# help with Chechen



## Tony (Apr 15, 2015)

So I'm making an end grain cutting board for @WoodLove out of Chechen and I've never worked with it before. Normally I use Titebond ll and finish with mineral oil. Will this work or what should I use? Anything else I need to know/do? Thanks for your input! Tony


----------



## JR Parks (Apr 15, 2015)

Tony,
I have made a few boxes. Seems to glue normally. The pieces I had moved a little after resawing even tho MC was low. Otherwise looks good. Jim


----------



## Tony (Apr 15, 2015)

JR Parks said:


> Tony,
> I have made a few boxes. Seems to glue normally. The pieces I had moved a little after resawing even tho MC was low. Otherwise looks good. Jim



That wood movement could be a problem on a cutting board. Did they move any more later? Anybody have ideas?


----------



## JR Parks (Apr 15, 2015)

They seemed to behave after I let them set a while. The boxes turned out fine.

Reactions: Thank You! 1


----------



## barry richardson (Apr 15, 2015)

I've used it some, it glues fine, but it is a very hard wood, and probably has more movement that average. Jamie's humidity is going to be a lot higher than yours, so your joints could eventually fail for that reason, (wood swelling) plus it would also be mighty hard on your knife edges, if it it is meant to be a user, and not a looker... Mesquite is a much safer bet for sending to a dramatically different climate, given it's stability.
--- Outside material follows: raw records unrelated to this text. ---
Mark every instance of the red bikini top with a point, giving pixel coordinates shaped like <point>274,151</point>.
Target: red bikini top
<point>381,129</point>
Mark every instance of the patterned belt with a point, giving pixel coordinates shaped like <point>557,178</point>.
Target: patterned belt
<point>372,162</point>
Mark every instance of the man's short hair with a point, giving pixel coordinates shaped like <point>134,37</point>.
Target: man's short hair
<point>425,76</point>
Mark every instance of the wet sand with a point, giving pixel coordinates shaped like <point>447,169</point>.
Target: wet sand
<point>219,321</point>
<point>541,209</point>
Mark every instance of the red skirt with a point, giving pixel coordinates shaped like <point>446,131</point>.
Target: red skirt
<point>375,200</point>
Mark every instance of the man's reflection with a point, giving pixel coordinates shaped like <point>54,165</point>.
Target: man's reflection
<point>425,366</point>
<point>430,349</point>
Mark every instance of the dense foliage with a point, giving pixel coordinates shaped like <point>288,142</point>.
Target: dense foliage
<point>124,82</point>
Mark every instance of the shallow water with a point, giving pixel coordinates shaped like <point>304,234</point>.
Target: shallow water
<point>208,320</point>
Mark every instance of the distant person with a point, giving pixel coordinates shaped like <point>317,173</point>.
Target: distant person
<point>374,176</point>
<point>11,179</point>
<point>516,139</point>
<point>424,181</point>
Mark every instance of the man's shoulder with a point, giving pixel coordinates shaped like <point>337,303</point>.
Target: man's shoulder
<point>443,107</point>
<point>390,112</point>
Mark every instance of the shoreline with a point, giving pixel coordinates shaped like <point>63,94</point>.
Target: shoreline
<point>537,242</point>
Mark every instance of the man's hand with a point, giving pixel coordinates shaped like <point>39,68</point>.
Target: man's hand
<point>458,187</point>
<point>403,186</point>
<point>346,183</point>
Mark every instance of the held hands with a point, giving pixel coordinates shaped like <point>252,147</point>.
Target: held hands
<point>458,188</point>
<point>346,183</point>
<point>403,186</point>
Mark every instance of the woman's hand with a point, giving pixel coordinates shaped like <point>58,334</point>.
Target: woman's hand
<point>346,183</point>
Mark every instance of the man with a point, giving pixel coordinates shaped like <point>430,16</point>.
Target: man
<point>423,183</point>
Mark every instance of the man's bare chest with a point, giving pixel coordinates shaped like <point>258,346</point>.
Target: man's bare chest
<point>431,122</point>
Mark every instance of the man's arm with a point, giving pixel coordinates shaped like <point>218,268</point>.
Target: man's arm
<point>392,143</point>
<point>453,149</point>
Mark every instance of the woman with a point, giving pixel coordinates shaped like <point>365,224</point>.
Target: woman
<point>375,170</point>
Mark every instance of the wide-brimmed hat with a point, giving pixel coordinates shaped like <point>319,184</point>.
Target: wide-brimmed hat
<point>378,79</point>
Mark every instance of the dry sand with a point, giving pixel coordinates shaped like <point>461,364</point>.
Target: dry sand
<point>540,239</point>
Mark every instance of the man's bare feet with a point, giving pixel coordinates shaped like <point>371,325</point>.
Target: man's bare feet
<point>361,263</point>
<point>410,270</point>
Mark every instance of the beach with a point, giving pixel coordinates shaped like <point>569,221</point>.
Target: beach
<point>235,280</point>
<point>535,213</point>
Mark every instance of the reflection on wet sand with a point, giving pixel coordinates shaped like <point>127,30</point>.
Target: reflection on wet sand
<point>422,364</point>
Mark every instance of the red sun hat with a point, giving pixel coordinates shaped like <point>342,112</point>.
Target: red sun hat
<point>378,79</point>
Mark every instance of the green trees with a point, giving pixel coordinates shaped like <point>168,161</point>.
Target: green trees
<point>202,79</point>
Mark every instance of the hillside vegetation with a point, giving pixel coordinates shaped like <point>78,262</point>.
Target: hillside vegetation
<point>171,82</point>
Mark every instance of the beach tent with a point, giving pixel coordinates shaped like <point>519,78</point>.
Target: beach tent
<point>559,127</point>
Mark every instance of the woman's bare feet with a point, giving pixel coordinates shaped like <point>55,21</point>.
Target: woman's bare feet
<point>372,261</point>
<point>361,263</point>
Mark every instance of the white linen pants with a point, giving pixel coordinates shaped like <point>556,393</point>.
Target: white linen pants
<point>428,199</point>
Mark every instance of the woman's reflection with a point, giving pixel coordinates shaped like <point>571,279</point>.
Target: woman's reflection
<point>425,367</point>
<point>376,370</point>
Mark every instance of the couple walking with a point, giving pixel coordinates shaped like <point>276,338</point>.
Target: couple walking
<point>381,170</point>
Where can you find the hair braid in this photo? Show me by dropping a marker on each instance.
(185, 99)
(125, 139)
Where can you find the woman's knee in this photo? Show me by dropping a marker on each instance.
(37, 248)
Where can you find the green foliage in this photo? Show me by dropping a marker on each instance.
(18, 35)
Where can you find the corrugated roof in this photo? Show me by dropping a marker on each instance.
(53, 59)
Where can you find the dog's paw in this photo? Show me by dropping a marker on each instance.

I've had a couple of bad experiences with sending end-grain cutting boards to other climates...

Reactions: Thank You! 1


----------



## Tony (Apr 15, 2015)

barry richardson said:


> I've used it some, it glues fine, but it is a very hard wood, and probably has more movement that average. Jamie's humidity is going to be a lot higher than yours, so your joints could eventually fail for that reason, (wood swelling) plus it would also be mighty hard on your knife edges, if it it is meant to be a user, and not a looker... Mesquite is a much safer bet for sending to a dramatically different climate, given it's stability. I've had a couple of bad experiences with sending end-grain cutting boards to other climates...



Thanks Barry, I hadn't thought about the humidity change, that gives me something else to worry about

He sent me the Chechen, wants it to match his countertops. I guess we'll see. Tony


----------